Arithmetic; count + divisibility

Let there be $101$ numbers arbitrarily chosen from the first $200$ whole numbers $1,2, \ldots ,200$. Prove that among the chosen numbers there is a pair of numbers such that one them is divisible by other.
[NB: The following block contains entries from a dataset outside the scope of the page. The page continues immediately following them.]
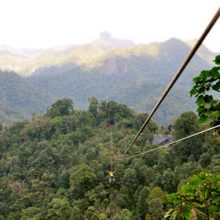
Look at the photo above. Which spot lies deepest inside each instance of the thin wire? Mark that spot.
(111, 153)
(174, 142)
(111, 144)
(176, 76)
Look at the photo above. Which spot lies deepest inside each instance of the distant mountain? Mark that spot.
(25, 62)
(19, 99)
(114, 69)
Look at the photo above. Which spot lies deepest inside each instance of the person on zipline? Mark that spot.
(111, 176)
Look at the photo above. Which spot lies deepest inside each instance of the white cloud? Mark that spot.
(45, 23)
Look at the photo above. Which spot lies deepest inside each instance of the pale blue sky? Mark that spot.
(47, 23)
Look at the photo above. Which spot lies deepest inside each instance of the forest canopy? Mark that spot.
(55, 166)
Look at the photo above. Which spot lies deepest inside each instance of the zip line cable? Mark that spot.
(111, 153)
(176, 76)
(174, 142)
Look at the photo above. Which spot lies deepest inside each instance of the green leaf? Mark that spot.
(187, 213)
(203, 119)
(217, 59)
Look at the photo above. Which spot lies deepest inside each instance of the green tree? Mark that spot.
(59, 208)
(60, 108)
(205, 84)
(200, 195)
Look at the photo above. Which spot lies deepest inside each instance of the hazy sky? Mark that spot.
(46, 23)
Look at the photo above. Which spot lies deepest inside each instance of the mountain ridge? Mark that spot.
(135, 76)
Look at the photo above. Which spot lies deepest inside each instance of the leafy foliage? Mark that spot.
(208, 107)
(55, 166)
(200, 197)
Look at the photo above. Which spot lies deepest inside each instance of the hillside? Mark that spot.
(18, 98)
(55, 167)
(106, 68)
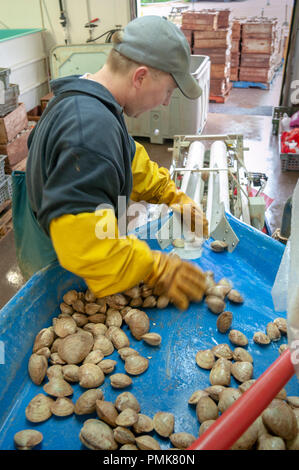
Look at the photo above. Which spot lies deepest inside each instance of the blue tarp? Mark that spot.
(173, 374)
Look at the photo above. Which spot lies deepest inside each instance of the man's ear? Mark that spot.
(139, 75)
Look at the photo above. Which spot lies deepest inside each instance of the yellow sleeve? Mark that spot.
(151, 183)
(88, 245)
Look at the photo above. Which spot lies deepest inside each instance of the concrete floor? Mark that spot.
(247, 111)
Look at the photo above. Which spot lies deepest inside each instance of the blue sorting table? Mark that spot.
(173, 374)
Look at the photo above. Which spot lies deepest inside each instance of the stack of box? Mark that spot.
(211, 36)
(260, 46)
(236, 48)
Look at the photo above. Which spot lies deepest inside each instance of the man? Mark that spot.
(82, 157)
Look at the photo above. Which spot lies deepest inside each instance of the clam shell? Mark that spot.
(206, 409)
(37, 368)
(123, 435)
(127, 417)
(120, 380)
(242, 371)
(238, 338)
(74, 348)
(205, 359)
(223, 350)
(143, 424)
(44, 338)
(235, 296)
(182, 440)
(62, 407)
(220, 372)
(97, 435)
(273, 331)
(153, 339)
(127, 400)
(107, 365)
(224, 321)
(104, 344)
(28, 438)
(147, 443)
(70, 372)
(136, 365)
(215, 304)
(107, 412)
(86, 402)
(163, 423)
(261, 338)
(57, 387)
(138, 322)
(39, 408)
(90, 376)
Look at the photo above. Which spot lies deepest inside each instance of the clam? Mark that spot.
(205, 359)
(57, 387)
(107, 365)
(163, 423)
(107, 412)
(74, 348)
(238, 338)
(120, 380)
(222, 350)
(162, 301)
(127, 417)
(215, 304)
(28, 438)
(242, 370)
(123, 435)
(182, 440)
(273, 331)
(86, 402)
(127, 400)
(136, 365)
(70, 372)
(70, 297)
(62, 407)
(104, 344)
(206, 409)
(147, 443)
(220, 372)
(143, 424)
(37, 368)
(39, 408)
(44, 338)
(94, 357)
(97, 435)
(90, 376)
(153, 339)
(138, 322)
(261, 338)
(224, 321)
(227, 397)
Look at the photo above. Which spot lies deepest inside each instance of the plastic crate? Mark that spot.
(2, 169)
(11, 98)
(4, 77)
(277, 113)
(4, 192)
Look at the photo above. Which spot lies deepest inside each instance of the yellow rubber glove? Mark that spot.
(179, 280)
(153, 184)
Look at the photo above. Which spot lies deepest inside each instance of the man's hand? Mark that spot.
(179, 280)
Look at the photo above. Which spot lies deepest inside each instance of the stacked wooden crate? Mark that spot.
(259, 49)
(14, 132)
(211, 36)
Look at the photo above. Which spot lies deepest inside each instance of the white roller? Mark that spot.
(192, 182)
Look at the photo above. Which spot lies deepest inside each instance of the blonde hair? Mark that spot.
(120, 64)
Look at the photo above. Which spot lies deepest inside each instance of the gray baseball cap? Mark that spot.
(156, 42)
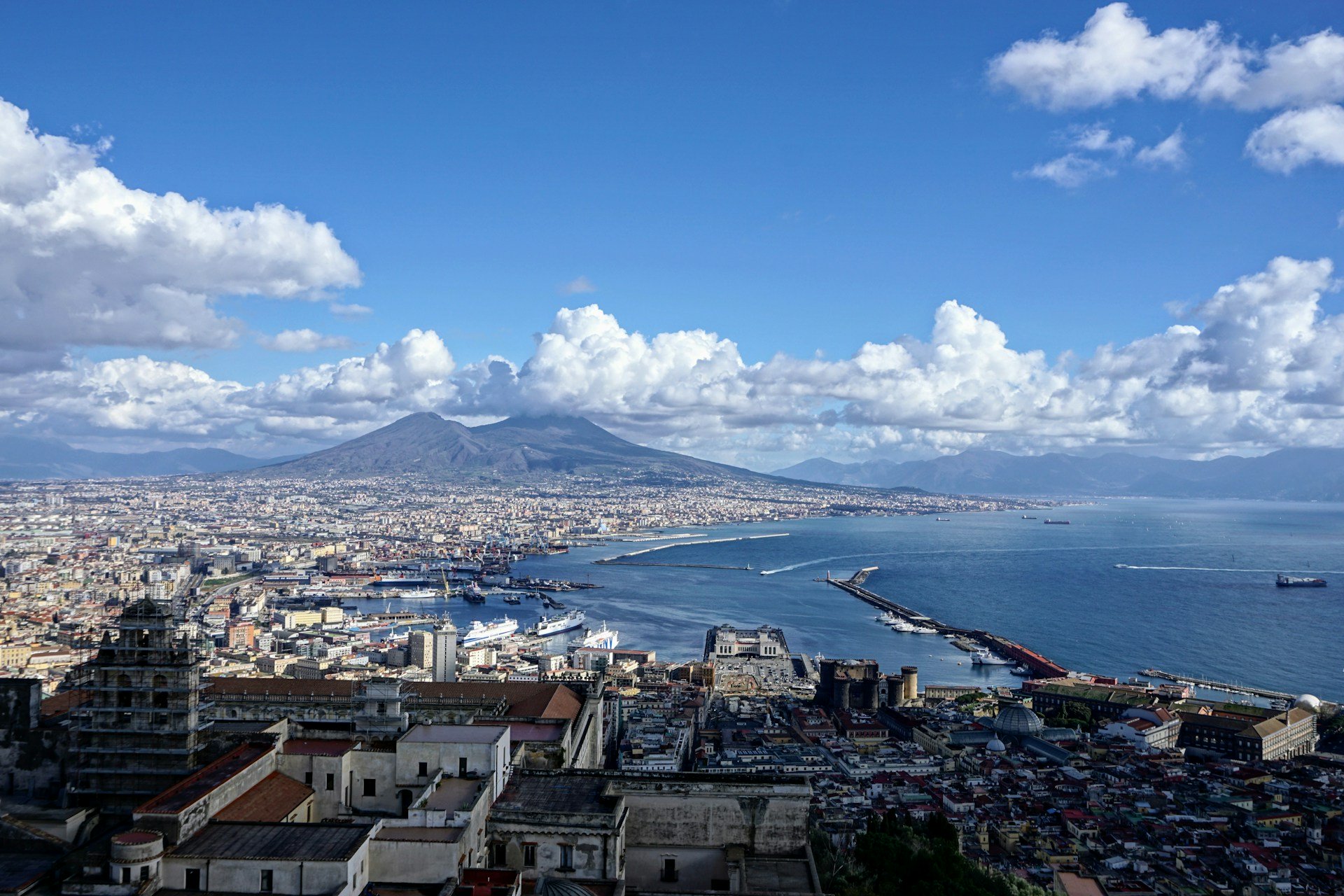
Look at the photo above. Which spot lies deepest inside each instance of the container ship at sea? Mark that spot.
(1298, 582)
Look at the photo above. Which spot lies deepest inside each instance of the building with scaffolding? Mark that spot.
(141, 724)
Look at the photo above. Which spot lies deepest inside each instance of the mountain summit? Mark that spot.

• I do not know what's Pigeon Hole. So could not know that "Prove using Pigeon Hole" was my question. Sorry. – Anderson Lima Feb 6 '13 at 19:33

This follows from Pigeon hole principle. Any number $n$ in $\{1,2,\ldots,200\}$ can be written as $n=2^k a$ where $2^k \Vert n$ i.e. $(a,n) = 1$ and $a \in A = \{1,3,\ldots,199\}$.
The set $A$ has $100$ elements. Given $101$ distinct elements from $\{1,2,\ldots,200\}$, say $\{n_1,n_2,\ldots,n_{101}\}$, we have $n_j = 2^{k_j} a_j$, where $j \in \{1,2,\ldots,101\}$ and $a_j \in \{1,3,5,\ldots,197,199\}$.
Hence, by PHP, there exists $a_l = a_m = \tilde{a}$. Correspondingly, we have $n_l = 2^{k_l}\tilde{a}$ and $n_m = 2^{k_m} \tilde{a}$ and $k_m \neq k_l$. Clearly, either $\left(n_l = 2^{k_l}\tilde{a}\right) \vert \left(n_m = 2^{k_m}\tilde{a} \right)$ or $\left(n_l = 2^{k_m}\tilde{a}\right) \vert n_l = \left(2^{k_l}\tilde{a} \right)$.